Your tax paying dollars at work.


----------



## The Bread Guy (14 Jun 2009)

George Wallace said:
			
		

> Something wrong here.  Unless Keddy is now out of the CF, there should be a "Delegated Officer" at all of his court hearings.  That officer's sole purpose there is to keep the Comd informed; not to provide any assistance or advice to Keddy.





			
				Midnight Rambler said:
			
		

> I've been a delegated officer before, and it's exactly as you said: you sit, take notes and then info the CO (or whomever) what heppened.


Is there a chance such an officer was there in civvies?  Then again, I'm guessing anyone with a even a military bearing could be spotted in a crowd in court, especially by a reporter.



			
				kilekaldar said:
			
		

> this article really paints us with combat tours as the "crazy vets", baby-killing Nazi sociopath psychos public enemies.


I thought everyone knew about the "Crazed Ex-(Soldier, Sailor, Airman, Reservist) (insert verb) (insert object)...." headline all set to cut and paste in print newsrooms across the land.....   >

Seriously, I have to agree with the "there's GOT to be more than this" school of thought here.


----------



## PuckChaser (14 Jun 2009)

You'd think with this second guy, maybe his steroid use could be the cause of the violent outbursts and bad temper? Oh wait, that wouldn't make a good Anti-CF story.


----------



## 40below (14 Jun 2009)

milnews.ca said:
			
		

> Is there a chance such an officer was there in civvies?  Then again, I'm guessing anyone with a even a military bearing could be spotted in a crowd in court, especially by a reporter.
> I thought everyone knew about the "Crazed Ex-(Soldier, Sailor, Airman, Reservist) (insert verb) (insert object)...." headline all set to cut and paste in print newsrooms across the land.....   >
> 
> Seriously, I have to agree with the "there's GOT to be more than this" school of thought here.



I've covered maybe one or two cases involving Canadian (and American) soldiers in court in Kingston (surprising, but it DOES happen) and the delegated officer is always in uniform. They don't usually attend routine matters such as remands or scheduling dates, as they can pick that up with a phone call five minutes after it happens (and these days the accused is only there by video link from lockup) but they're always there in uniform taking notes at pretrial, trial and disposition.


----------



## brihard (14 Jun 2009)

I remember receiving an email from David Bruser a few months ago asking me questions about pre and post deployment... This article has been in the works for quite some time.

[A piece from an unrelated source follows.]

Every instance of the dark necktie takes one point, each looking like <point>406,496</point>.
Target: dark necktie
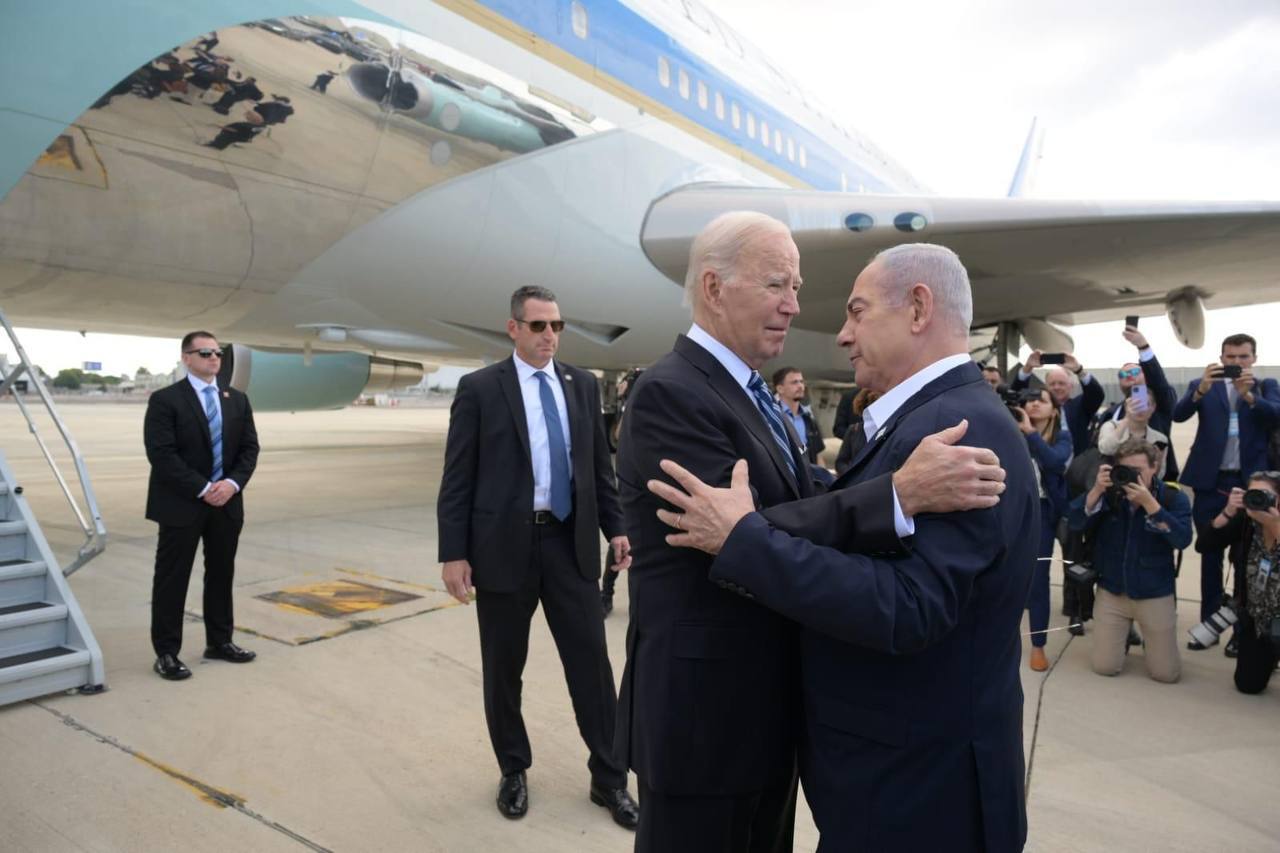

As easy as the conclusions are to dislike, I wouldn't dismiss it out of hand because of its tone. I suspect most of us know someone who's still grappling with issues from tour, and the basic premise - that more of our buddies are ending up in the criminal justice system after a deployment - seems to be valid. I don't like reading this, but if there's truth to the assertions made - and I think there is - maybe this kind of public attention is what is needed. I was interested to note the part from Col. Stogran about basically being unheeded by the powers that be. It's not the first time I've heard that. The numbers of people in the CF basically on administrative 'hold' while they have physical or mental medical issues sorted out shows that this isn't some sort of phantom problem...


----------



## 40below (14 Jun 2009)

Oh, and having read all three parts of the series, I gotta ask from a professional POV: where the HELL is the CF? 'No comment' doesn't cut it. PAOs are paid quite well to field calls like this, and the minister certainly is, where's the CF talking about the PTSD clinics, the evaluation before, during and after deployment,m the fact they'll fly social workers out of KAF and into the field after an incident if necessary, whatever? "Can't talk about specific cases but we can talk about aggregates and programs. Hey Star, want to talk to one of our docs who work with PTSD? You've got two hours with him on Tuesday. Want some stats on the number of people who have gone through our PTSD program? Want to know what training they get at the unit level before deploying? Here's the number of the guy who's in charge of it. What else do you need and when do you need it by? Yeah, sometimes sh*t happens but we're doing out damndest. Here's the proof."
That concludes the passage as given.